Will Buyouts Play A Part In Allegion's (ALLE) Q1 Earnings?

 | Apr 22, 2018 11:00PM ET

Allegion plc (NYSE:ALLE) is scheduled to release first-quarter 2018 results on Apr 26, before the market opens. Last quarter, the company delivered positive earnings surprise of 18.1%. Notably, it surpassed the Zacks Consensus Estimate in three of the last four quarters with average earnings beat of 8.7%.

Acquisition is an important part of the company’s growth strategy. In 2017, acquisitions contributed 1.4% to revenue growth of 7.6%. The trend is expected to continue in the to-be-reported quarter as well. The company consistently expands its product portfolio, widens geographic footprint and enhances its position in strategic market segments through buyouts.

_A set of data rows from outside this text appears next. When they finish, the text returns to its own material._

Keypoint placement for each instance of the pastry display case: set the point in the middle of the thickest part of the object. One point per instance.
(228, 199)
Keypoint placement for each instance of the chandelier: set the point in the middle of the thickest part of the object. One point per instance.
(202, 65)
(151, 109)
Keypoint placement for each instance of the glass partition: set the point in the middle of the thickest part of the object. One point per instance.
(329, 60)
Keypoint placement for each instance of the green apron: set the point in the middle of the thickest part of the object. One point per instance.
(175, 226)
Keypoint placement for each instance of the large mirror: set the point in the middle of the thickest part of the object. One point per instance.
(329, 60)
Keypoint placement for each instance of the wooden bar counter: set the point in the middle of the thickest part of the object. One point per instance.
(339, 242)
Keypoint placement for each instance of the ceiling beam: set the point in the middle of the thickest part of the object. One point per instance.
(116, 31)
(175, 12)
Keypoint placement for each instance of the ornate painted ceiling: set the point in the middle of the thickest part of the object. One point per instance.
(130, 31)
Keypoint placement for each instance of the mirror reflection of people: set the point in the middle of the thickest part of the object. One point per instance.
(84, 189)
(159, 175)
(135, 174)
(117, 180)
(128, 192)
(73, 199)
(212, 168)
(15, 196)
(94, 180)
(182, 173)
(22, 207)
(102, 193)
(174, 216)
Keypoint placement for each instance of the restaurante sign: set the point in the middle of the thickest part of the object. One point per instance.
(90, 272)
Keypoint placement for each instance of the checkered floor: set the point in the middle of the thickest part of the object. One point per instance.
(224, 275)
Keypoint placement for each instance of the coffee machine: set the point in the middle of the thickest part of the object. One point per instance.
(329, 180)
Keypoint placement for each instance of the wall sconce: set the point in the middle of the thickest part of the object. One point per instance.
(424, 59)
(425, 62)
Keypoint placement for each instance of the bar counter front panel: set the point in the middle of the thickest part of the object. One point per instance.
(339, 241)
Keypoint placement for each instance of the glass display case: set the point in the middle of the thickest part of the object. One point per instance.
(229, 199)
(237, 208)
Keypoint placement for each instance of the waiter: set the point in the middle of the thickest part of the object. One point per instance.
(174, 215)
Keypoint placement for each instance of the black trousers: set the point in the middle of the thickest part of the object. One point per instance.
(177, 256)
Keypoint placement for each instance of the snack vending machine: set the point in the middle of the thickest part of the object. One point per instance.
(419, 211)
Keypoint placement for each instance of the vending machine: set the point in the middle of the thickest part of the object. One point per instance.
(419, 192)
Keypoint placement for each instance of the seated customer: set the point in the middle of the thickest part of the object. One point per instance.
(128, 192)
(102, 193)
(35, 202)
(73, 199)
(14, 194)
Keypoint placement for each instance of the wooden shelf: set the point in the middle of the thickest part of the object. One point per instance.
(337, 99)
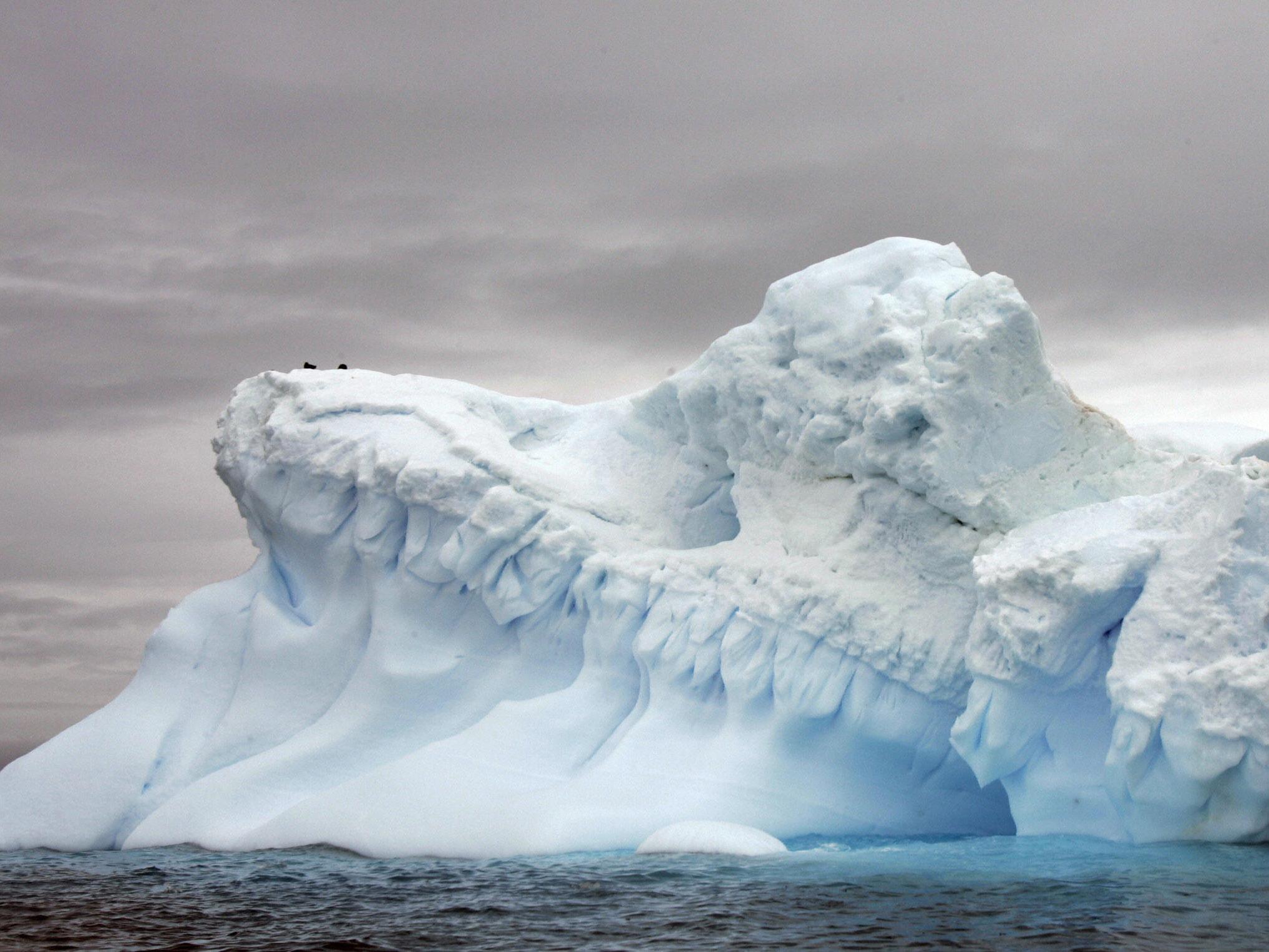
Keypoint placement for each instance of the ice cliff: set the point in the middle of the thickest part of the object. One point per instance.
(868, 565)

The acquisition of Aurora Systems in March 2018 is expected to enhance product line, improve operating efficiency and expand distribution footprint. In February, the company acquired one of Middle East’s largest manufacturers of commercial steel and wood doors and frames, Qatar Metal Industries. With the addition of Qatar Metal, Allegion will be able to expand its code-compliant products to include doors in the Middle Eastern market. In January, Allegion acquired leading North American manufacturer of advanced fire-rated entrance and wall systems, Technical Glass Products or TGP, which is expected to enhance the company’s core product lines.

These acquisitions are expected to prove accretive to Allegion’s earnings in the to-be-reported quarter.

Let us delve into other factors that might impact Q1 results.

Strong Americas Business

Out of the three reportable segments, Allegion’s Americas segment has been witnessing strong growth for quite some time. Accounting for about 73% of total revenues, the segment’s revenues increased 7.4% in 2017 driven by favorable price and strength in electronic product. The trend is expected to continue in the to-be-reported quarter as well. Focused investments toward channel segmentation and product innovation will continue to boost the segment. The company expects segment revenues in the 10-11% range in 2018.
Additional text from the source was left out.